4- Express words- The words of talaaq must clearly indicate the husband’s
intention to dissolve the marriage. If the pronouncement is not express and is ambiguous then
it is absolutely necessary to prove that the husband clearly intends to dissolve the marriage.

5-Express Talaq-When clear and unequivocal words, such as “I have divorced thee”
are uttered, the divorce is express. The express talaaq, falls into two categories:

(a). Talaq-i-sunnat
(b). Talaq-i-biddat

Talaq-i-sunnat has two forms:

(i). Talaq-i-ahasan (Most approved)


(ii). Talaq-i-hasan (Less approved).

Talaq-i-sunnat is considered to be in accordance with the dictats of Prophet Mohammad.

Talaq-i-ahasan
It consists of a single pronouncement of divorce made in the period of tuhr (purity, between
two menstruations), or at any time, if the wife is free from menstruation, followed by
abstinence from sexual intercourse during the period if iddat.
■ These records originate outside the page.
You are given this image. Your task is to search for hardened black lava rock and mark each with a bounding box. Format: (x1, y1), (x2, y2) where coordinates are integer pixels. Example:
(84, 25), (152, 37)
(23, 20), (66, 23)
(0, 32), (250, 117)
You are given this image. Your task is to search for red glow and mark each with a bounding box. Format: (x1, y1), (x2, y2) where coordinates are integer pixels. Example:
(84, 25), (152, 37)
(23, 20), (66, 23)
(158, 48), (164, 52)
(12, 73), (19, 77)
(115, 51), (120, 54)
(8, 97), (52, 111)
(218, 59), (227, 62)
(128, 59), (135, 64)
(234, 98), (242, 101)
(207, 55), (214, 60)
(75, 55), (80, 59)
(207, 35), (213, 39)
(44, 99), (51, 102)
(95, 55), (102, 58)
The requirement that the
pronouncement be made during a period of tuhr applies only to oral divorce and does not
apply to talaaq in writing. Similarly, this requirement is not applicable when the wife has
passed the age of menstruation or the parties have been away from each other for a long time,
or when the marriage has not been consummated. The advantage of this form is that divorce
can revoked at any time before the completion of the period of iddat, thus hasty, thoughtless
divorce can be prevented. The revocation may effected expressly or impliedly. Thus, if before
the completion of iddat, the husband resumes cohabitation with his wife or says “I have
retained thee” the divorce is revoked. Resumption of sexual intercourse before the
completion of period of iddat also results in the revocation of divorce. The Raad-ul-Muhtar
puts it thus: “It is proper and right to observe this form, for human nature is apt to be mislead
and to lead astray the mind far to perceive faults which may not exist and to commit mistakes
of which one is certain to feel ashamed afterwards”

Talaq-i-hasan
In this the husband is required to pronounce the formula of talaaq three time during three
successive tuhrs. If the wife has crossed the age of menstruation, the pronouncement of it
may be made after the interval of a month or thirty days between the successive
pronouncements. When the last pronouncement is made, the talaaq, becomes final and
irrevocable. It is necessary that each of the three pronouncements should be made at a time
when no intercourse has taken place during the period of tuhr. Example: W, a wife, is having
her period of purity and no sexual intercourse has taken place. At this time, her husband, H,
pronounces talaaq, on her. This is the first pronouncement by express words. Then again,
when she enters the next period of purity, and before he indulges in sexual intercourse, he
makes the second pronouncement. He again revokes it. Again when the wife enters her third
period of purity and before any intercourse takes place H pronounces the third
pronouncement. The moment H makes this third pronouncement, the marriage stands
dissolved irrevocably, irrespective of iddat.

Talaq-i-Biddat
It came into vogue during the second century of Islam. It has two forms: (i) the triple
declaration of talaaq made in a period of purity, either in one sentence or in three, (ii) the
other form constitutes a single irrevocable pronouncement of divorce made in a period of tuhr
or even otherwise. This type of talaaq is not recognized by the Shias. This form of divorce is
condemned. It is considered heretical, because of its irrevocability.